Vous avez un potentiel de licorne, comment éviter le pétard mouillé à la Skyblog ?
Je récuse l’expression « pétard mouillé », les Skyblogs ont été le 17eme site mondial dans les années 2000 et sont aujourd’hui avec plus de 20 millions de blogs actifs le premier réseau social de blogs français et le premier réseau social mondial francophone. Mais c’est vrai, nous nous sommes trompés. À l’époque, entreprise de divertissement et de communication ayant lancé ce réseau pionnier en 2002 au succès phénoménal, nous avons vu l’arrivée de la concurrence comme une compétition normale.
Nous n’avions pas compris que la collecte massive de données était un enjeu d’État. Nous avons eu la naïveté de nous croire dans une compétition commerciale classique alors que nous affrontions, certes des entrepreneurs de grand talent, mais surtout un complexe militaro-numérique et une industrie du renseignement aux ressources sans précédent. Snowden n’avait pas encore prouvé cette symbiose qui structure aujourd’hui nos réseaux. Nous en avons aujourd’hui la lucidité.

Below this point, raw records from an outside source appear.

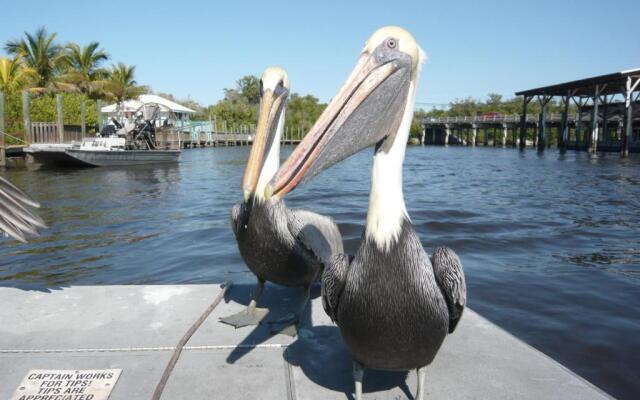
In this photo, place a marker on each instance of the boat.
(147, 137)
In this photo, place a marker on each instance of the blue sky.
(196, 48)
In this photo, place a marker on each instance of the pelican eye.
(392, 43)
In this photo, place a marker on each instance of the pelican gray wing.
(317, 233)
(235, 218)
(334, 278)
(450, 277)
(16, 220)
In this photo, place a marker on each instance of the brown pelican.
(287, 247)
(16, 220)
(393, 304)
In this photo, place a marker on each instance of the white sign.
(42, 384)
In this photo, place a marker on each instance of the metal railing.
(510, 118)
(47, 132)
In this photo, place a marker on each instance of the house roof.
(613, 83)
(133, 105)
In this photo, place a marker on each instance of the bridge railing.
(502, 118)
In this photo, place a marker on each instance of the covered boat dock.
(609, 101)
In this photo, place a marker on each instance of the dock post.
(605, 121)
(474, 134)
(542, 123)
(3, 155)
(563, 137)
(99, 114)
(83, 120)
(523, 122)
(579, 126)
(26, 116)
(60, 119)
(628, 120)
(593, 138)
(505, 133)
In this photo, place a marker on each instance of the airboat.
(150, 135)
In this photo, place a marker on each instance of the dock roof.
(133, 105)
(613, 83)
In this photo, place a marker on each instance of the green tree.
(249, 88)
(14, 75)
(40, 52)
(303, 111)
(84, 68)
(121, 84)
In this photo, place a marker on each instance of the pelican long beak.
(263, 140)
(357, 117)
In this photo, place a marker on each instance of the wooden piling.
(593, 138)
(3, 154)
(99, 114)
(26, 117)
(60, 119)
(83, 119)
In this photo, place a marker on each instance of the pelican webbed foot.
(288, 325)
(420, 392)
(251, 315)
(358, 375)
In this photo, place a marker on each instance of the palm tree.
(84, 69)
(40, 53)
(14, 75)
(121, 84)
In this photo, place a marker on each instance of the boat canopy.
(134, 105)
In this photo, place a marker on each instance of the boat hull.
(128, 157)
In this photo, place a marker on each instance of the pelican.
(16, 220)
(280, 245)
(393, 304)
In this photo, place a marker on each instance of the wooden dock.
(506, 130)
(136, 329)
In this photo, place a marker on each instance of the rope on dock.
(145, 349)
(157, 394)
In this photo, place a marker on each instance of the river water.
(550, 243)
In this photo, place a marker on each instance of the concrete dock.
(136, 328)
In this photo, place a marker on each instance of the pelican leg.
(251, 315)
(421, 373)
(358, 375)
(288, 324)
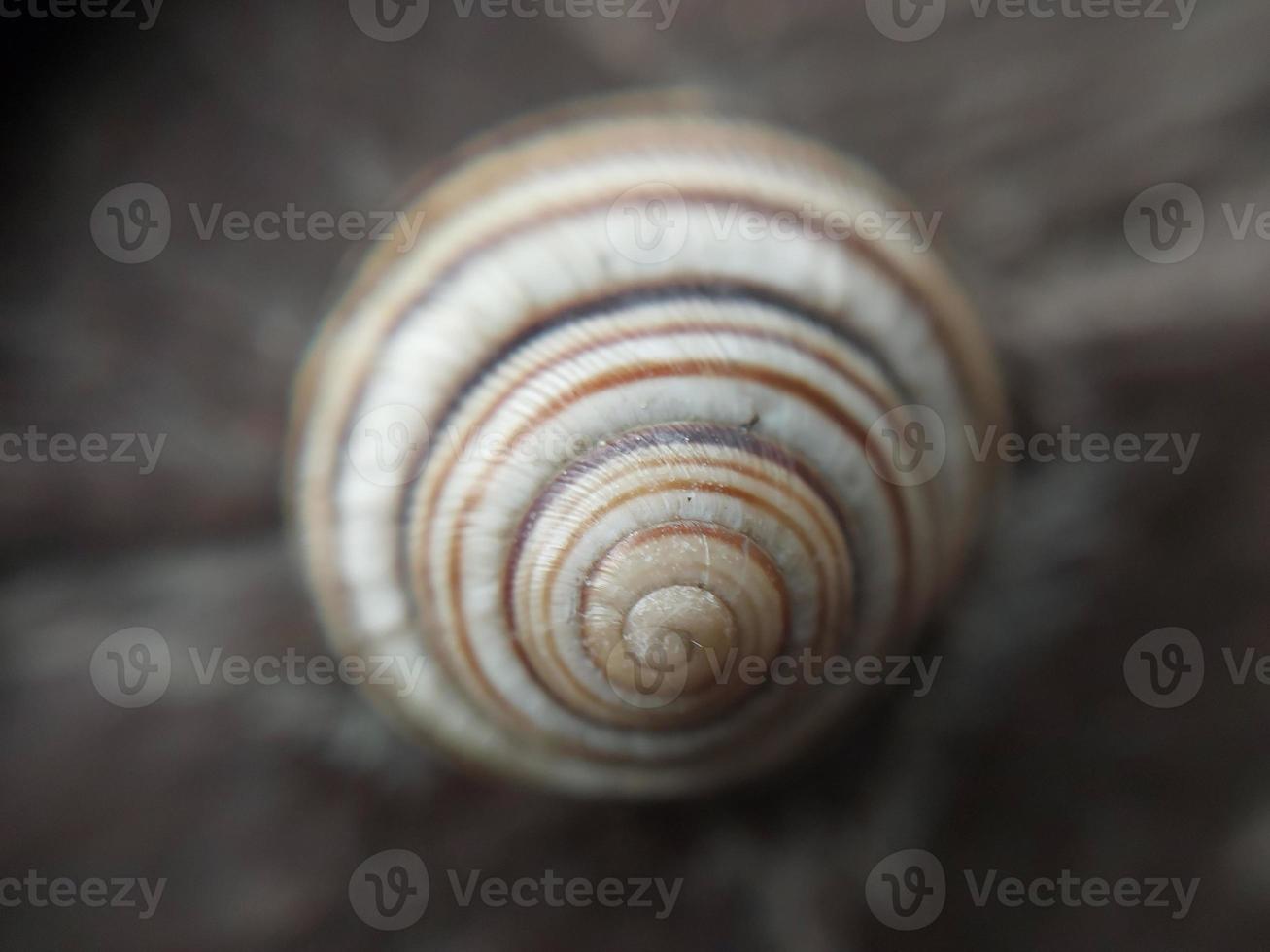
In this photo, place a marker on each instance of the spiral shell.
(580, 446)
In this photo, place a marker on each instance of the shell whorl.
(574, 475)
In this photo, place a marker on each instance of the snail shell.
(580, 450)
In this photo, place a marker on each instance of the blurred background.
(1035, 135)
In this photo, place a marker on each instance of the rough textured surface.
(257, 802)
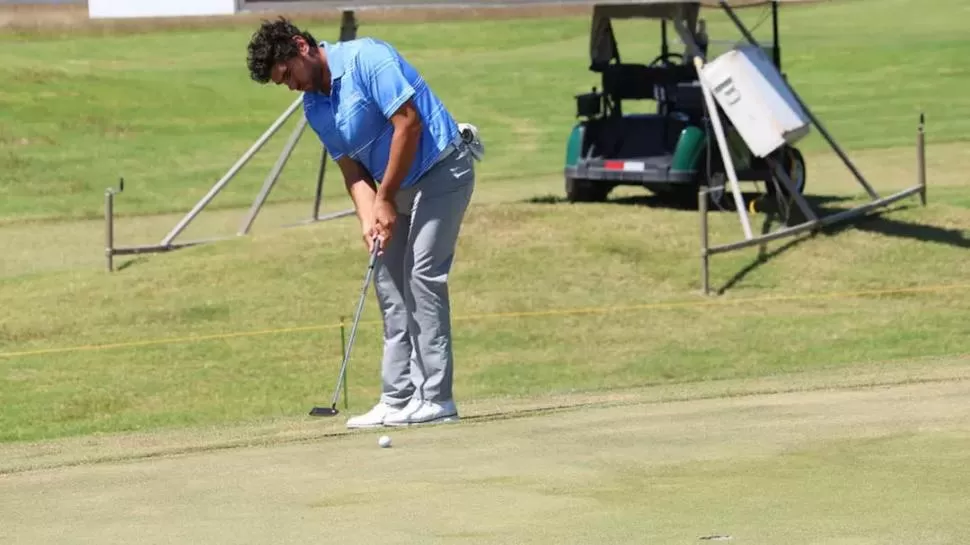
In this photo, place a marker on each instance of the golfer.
(409, 170)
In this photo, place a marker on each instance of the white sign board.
(98, 9)
(756, 99)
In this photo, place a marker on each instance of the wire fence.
(501, 315)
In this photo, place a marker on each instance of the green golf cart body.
(672, 150)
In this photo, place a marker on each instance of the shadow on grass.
(876, 221)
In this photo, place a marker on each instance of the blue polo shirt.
(370, 81)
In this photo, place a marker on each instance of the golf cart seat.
(619, 136)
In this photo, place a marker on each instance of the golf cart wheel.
(794, 164)
(578, 190)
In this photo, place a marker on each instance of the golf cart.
(671, 151)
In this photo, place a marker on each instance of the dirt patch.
(76, 451)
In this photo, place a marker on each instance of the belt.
(452, 146)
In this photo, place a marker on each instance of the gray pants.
(411, 282)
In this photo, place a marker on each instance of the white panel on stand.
(756, 99)
(153, 8)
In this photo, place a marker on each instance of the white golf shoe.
(424, 412)
(374, 418)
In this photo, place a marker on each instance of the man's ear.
(301, 45)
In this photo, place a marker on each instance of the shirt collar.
(335, 59)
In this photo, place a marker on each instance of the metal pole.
(232, 172)
(273, 176)
(808, 112)
(817, 224)
(705, 257)
(787, 182)
(776, 49)
(343, 353)
(921, 158)
(109, 232)
(319, 196)
(348, 25)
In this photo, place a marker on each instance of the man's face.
(304, 72)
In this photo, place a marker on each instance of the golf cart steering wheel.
(665, 59)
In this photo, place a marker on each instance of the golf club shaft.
(353, 329)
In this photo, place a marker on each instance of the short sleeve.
(331, 143)
(324, 128)
(383, 79)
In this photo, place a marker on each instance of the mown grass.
(171, 111)
(93, 108)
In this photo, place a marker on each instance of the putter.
(332, 409)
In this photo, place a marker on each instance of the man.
(410, 174)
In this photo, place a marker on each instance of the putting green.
(879, 464)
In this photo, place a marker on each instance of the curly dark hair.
(273, 43)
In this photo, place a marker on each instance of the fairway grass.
(548, 298)
(171, 111)
(869, 465)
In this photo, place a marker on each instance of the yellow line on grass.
(522, 314)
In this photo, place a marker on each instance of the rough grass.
(96, 107)
(171, 110)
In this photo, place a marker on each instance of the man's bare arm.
(362, 190)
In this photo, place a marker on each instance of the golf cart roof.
(602, 41)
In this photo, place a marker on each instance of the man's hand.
(385, 218)
(362, 190)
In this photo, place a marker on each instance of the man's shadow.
(779, 214)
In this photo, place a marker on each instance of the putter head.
(324, 411)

À tel point d’ailleurs que leur force est leur vulnérabilité : la collecte des données. Nous ne sommes pas concurrents, nous ne collectons rien. Le grand public d’ailleurs continuera d’utiliser les brillantes applications comme SnapChat et autres. Nous nous adressons aux utilisateurs conscients que le prix qu’ils payent pour avoir des oreilles de lapin est leur vie privée. Cela correspond à un tiers des utilisateurs, c’est gigantesque. On peut construire un géant. Et ce géant, c’est nous.
Allez-vous faire de la publicité sur Skred ?

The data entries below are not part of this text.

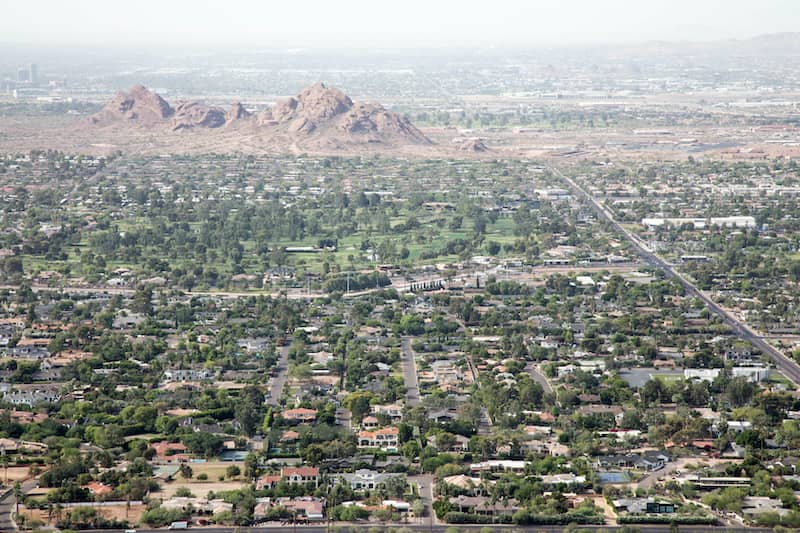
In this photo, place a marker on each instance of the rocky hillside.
(139, 106)
(318, 117)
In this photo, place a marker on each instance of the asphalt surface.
(433, 528)
(409, 372)
(8, 505)
(279, 379)
(787, 366)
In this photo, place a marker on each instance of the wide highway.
(787, 366)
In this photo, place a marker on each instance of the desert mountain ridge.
(317, 116)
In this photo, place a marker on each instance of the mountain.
(318, 118)
(190, 115)
(139, 105)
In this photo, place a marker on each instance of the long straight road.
(409, 372)
(279, 379)
(787, 366)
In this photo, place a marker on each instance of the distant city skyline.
(410, 24)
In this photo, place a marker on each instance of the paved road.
(443, 528)
(279, 379)
(425, 484)
(787, 366)
(8, 505)
(528, 275)
(409, 372)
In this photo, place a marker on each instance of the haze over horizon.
(359, 23)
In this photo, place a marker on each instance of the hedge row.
(661, 519)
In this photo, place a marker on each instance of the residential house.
(387, 439)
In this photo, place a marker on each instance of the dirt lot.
(198, 488)
(15, 473)
(118, 512)
(212, 469)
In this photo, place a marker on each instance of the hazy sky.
(406, 23)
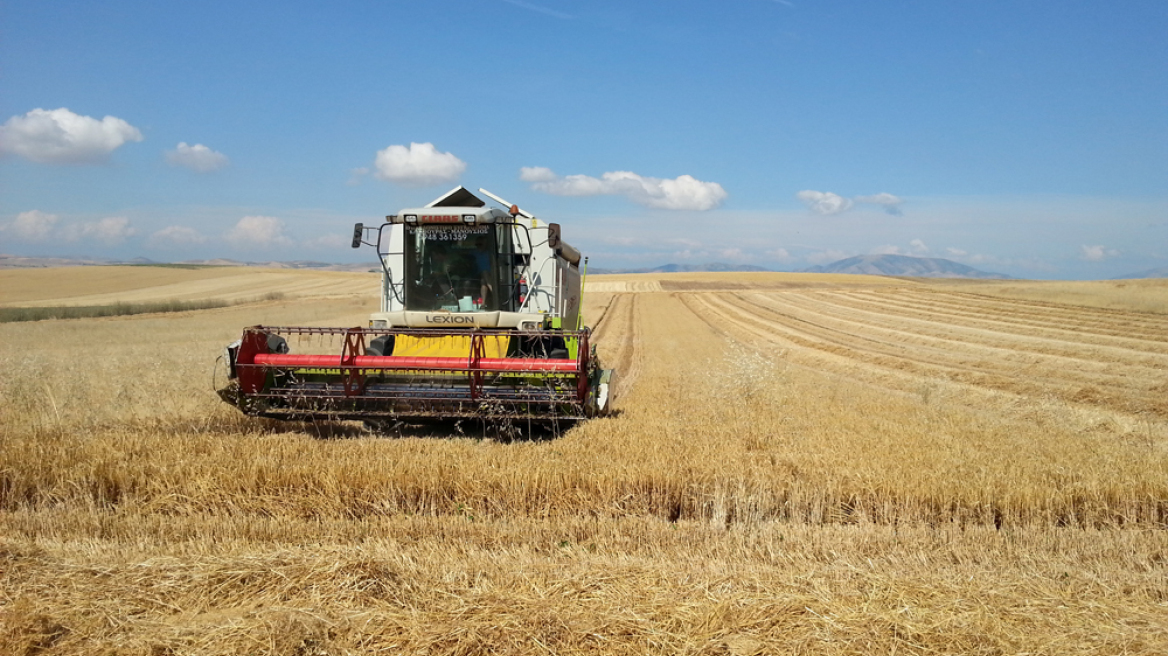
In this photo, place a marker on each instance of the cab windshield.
(451, 267)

Il est quasi impossible aujourd’hui de lancer une nouvelle entreprise numérique dont la ressource de base soit la publicité. Le marché s’est concentré sur deux acteurs principaux. Si le groupe Skyrock fait un quart de son chiffre d’affaires en numérique, c’est parce que nous avons une puissance, des talents et une relation de confiance prouvée avec les marques dont peu peuvent se prévaloir.

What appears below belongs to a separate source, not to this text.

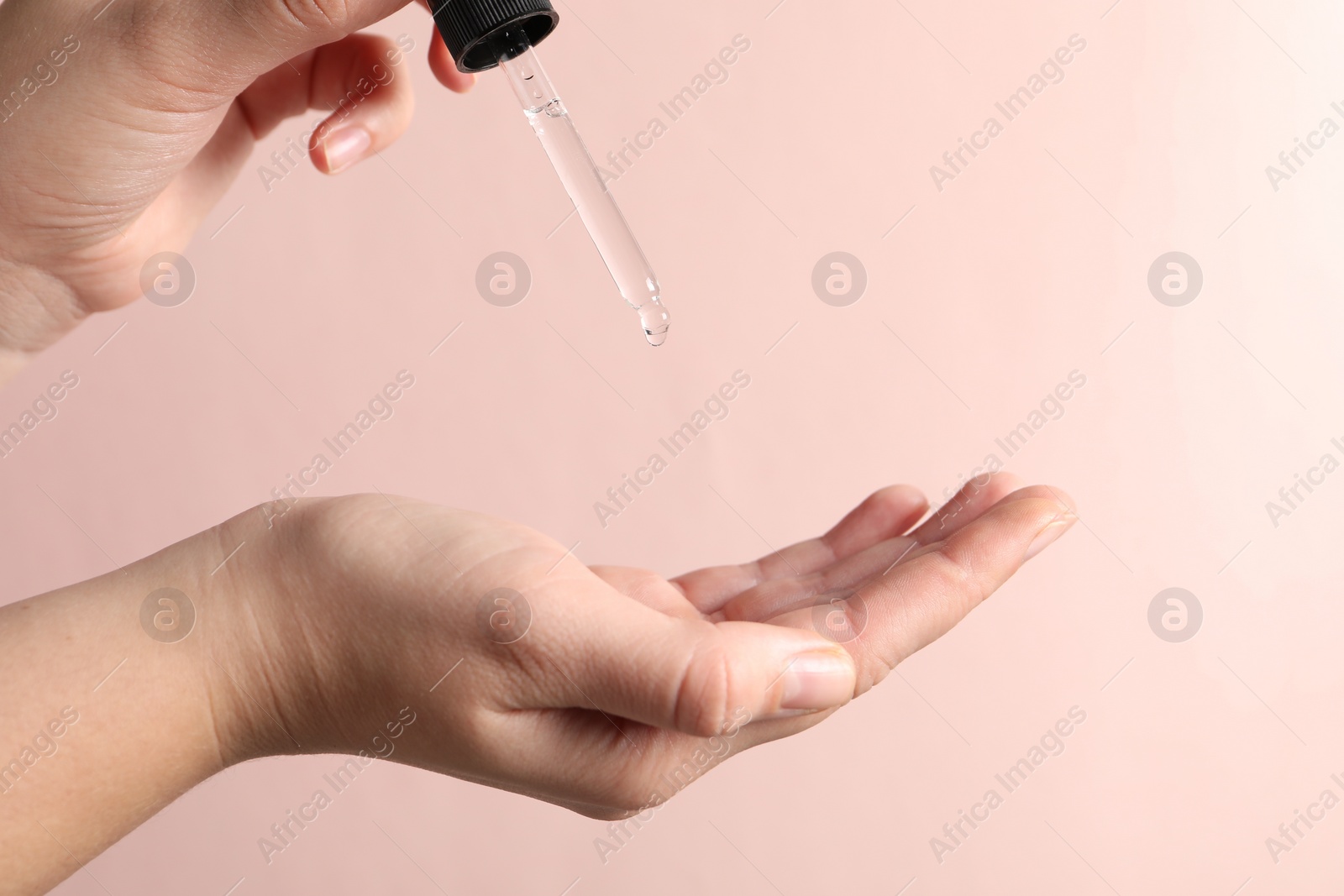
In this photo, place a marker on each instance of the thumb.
(699, 678)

Nous avons connu une part de numérique à 50 % avant que l’écosystème d’aujourd’hui se mette en place, c’est dire notre potentiel. Enfin, et c’est rédhibitoire compte-tenu de la confidentialité du service, nous ne pouvons accepter sur Skred, les logiciels de contrôle et de captation de données propres au marché publicitaire : les SDK (Software development kit). Pour l’avenir, nous réfléchissons à notrepropre SDK fondé sur le respect irréprochable de l’anonymat. Si nous réussissons nous le mettrons en place lorsque le nombre d’utilisateurs sera suffisant.
Lequel ?
Je ne sais pas. Cela se compte en millions. De toute façon, le modèle actuel de Skred ne repose pas sur la publicité. Nous avons une version professionnelle de Skred : Skred Pro. Nous l’installons pour des banques, des cabinets d’avocats, voir même des administrations. Le serveur est chez le client. Qui n’a pas besoin de se garantir et de garantir à ses clients des communications sécurisées ? Qui peut aujourd’hui, à l’heure du RGPD (Règlement général sur la protection des données), continuer dans le déni et s’imaginer à l’abri ? Maintenant le gros développement qui nous occupe, outre les améliorations constantes du service est un système de transaction anonyme par Skred, sans avoir recours à une crypto-monnaie et bien entendu en respectant la législation française.